Opening Eyes and Ears – Driving Business Performance through Knowledge Sharing

600-business-performance-management-through-open-mindednessAs a business owner, you obviously want your company to perform as well as possible and, from time to time, you’ll come across a new idea or methodology which might benefit your business. But if you’re the only one who brings new ideas to the table, you’re not tapping into the richest resource in your organisation – the workforce.

The problem here is that many of your workers will be narrowly focused on their regular tasks.

Creative thinking can be limited by being too close to those tasks. What’s needed is some input from OUTSIDE the business – but from those INSIDE it.

The trick is to encourage employees to become more aware and more curious about things outside their work, which might in some way relate to the business. Imagine a 3-stage process:

  1. Observe something
  2. Reflect on it
  3. Draw meaning from it (a lesson learned)

Here’s a few examples of what I mean:

Wimbledon

The observation/experience

I watched Serena Williams getting beaten the other day at Wimbledon.
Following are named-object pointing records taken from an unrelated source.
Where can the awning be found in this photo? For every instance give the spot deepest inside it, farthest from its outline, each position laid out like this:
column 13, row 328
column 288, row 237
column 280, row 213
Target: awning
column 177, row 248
This surprised all the pundits, especially after her run of 30+ matches undefeated.

The reflection

It got me thinking – she'll probably learn more from losing that match than she has from all those months unbeaten. You learn more from your failures.

The business lesson

Let’s not create an environment where mistakes or failures are pounced upon and fingers are pointed.

We learn more from our failures, but you won’t fail at anything if you don’t try something new! Let’s encourage people to try things, to come up with new ideas and – if they don't work out – let’s learn and move on.

Car parking

The observation/experience

I went to a networking event recently in Manchester and parked in the city centre for what I thought was a reasonable fee. The entrance sign said £3.80 all day in very large letters. It turned out to be £3.80 for 2 hours and £12 for the day! I think I missed the ‘from’ before the £3.80…

The reflection

It got me thinking – we’re attracted by catchy headlines, the stuff in big type.

The business lesson

When we type a memo or draft an email, we put relatively little effort into the headline. We focus on the body copy. Maybe we need to put more thought into attention-grabbing headlines, which have something in them for the reader.

Dialling 999

The observation/experience

I've just seen a nice piece on the BBC website.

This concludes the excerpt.